Disse que o PGR deve fazer o seu trabalho com posse de elementos jurídicos carreados nos autos e com responsabilidade, sob pena de não contribuir para a paz social, timbre dos órgãos judiciários, lançando “combustíveis na tensão política prevalecente.

Por outro lado, Paulo Sanha sugeriu ao Presidente da República para situar na defesa dos princípios do sistema judicial tais como a qualificação dos tribunais como órgão de soberania, com competência para administrar a justiça em nome do povo.

De acordo com este responsável, os tribunais esperam do Presidente da República uma magistratura de influência que permita assegurar o entendimento necessário dos poderes públicos, que apesar de separados, todos eles concorrem, atendendo a especialidade, natureza e competência na realização do bem-estar económico, social, segurança e justiça que são fins essenciais do Estado.

Sanhá pediu ainda que o princípio e a independência do juiz seja da autonomia do Ministério Público, e solicitou ao governo para criar condições propulsoras de um quadro de prestação qualitativa dos mesmos na administração judiciária da justiça.

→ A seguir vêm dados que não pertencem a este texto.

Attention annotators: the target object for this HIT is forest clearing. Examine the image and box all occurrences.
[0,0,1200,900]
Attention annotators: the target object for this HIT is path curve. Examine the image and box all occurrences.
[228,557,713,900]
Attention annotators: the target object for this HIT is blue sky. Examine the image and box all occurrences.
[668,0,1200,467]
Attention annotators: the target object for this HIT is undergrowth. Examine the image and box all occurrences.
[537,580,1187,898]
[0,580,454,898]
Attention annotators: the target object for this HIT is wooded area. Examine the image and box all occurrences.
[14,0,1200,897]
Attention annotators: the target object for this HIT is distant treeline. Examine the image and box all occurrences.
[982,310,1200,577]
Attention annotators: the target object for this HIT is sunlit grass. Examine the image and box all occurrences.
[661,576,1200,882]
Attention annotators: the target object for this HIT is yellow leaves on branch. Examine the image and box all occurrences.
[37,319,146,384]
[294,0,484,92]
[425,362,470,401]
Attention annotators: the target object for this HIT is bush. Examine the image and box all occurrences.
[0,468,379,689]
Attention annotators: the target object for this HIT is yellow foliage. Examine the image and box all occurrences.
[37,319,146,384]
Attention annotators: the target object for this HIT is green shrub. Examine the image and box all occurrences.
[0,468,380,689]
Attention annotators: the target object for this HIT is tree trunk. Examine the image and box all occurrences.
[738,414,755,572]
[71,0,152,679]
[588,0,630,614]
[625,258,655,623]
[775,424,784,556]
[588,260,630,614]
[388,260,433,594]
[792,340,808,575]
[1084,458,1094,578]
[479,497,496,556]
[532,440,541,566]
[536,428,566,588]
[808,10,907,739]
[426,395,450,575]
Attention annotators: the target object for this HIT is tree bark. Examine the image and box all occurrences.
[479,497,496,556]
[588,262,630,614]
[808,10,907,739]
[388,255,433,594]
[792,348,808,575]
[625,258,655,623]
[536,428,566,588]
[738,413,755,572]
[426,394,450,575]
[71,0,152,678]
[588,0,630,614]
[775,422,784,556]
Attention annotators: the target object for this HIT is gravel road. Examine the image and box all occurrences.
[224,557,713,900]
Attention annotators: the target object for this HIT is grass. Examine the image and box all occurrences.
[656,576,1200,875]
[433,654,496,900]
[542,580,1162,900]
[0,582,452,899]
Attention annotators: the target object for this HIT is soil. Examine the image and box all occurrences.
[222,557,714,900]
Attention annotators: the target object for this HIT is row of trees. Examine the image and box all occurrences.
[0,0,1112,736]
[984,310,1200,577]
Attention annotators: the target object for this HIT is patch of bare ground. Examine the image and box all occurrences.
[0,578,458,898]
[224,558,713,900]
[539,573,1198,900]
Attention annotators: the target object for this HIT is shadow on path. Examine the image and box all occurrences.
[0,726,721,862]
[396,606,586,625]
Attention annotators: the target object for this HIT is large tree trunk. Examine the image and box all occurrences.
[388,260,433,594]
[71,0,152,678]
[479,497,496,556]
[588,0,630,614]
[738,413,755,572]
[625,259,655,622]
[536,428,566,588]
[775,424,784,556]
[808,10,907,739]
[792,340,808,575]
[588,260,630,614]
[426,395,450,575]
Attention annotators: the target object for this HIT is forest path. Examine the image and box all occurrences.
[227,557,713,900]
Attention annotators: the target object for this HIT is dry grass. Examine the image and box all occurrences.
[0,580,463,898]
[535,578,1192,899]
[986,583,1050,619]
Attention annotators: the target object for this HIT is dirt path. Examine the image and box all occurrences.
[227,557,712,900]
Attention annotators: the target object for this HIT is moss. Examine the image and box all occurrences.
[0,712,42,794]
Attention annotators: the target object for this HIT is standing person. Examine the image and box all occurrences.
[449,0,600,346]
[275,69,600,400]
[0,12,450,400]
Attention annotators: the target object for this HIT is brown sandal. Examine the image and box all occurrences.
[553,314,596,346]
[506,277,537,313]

Pediu ainda que seja aprovado um estatuto remuneratório aos magistrados do Ministério Público compatível com as exigências de exercício da profissão, o princípio de acesso à justiça, ao direito e à tutela jurisdicional efetiva.

Sanhá reafirmou que o Poder Judicial encarna os tribunais, através dos seus magistrados, é e continuará como um poder apolítico e apartidário, como ficou demostrado em várias circunstâncias da prestação institucional dos tribunais.

“Todos têm direito à obtenção de uma decisão pelos tribunais em prazo razoável mediante um processo equitativo”, disse.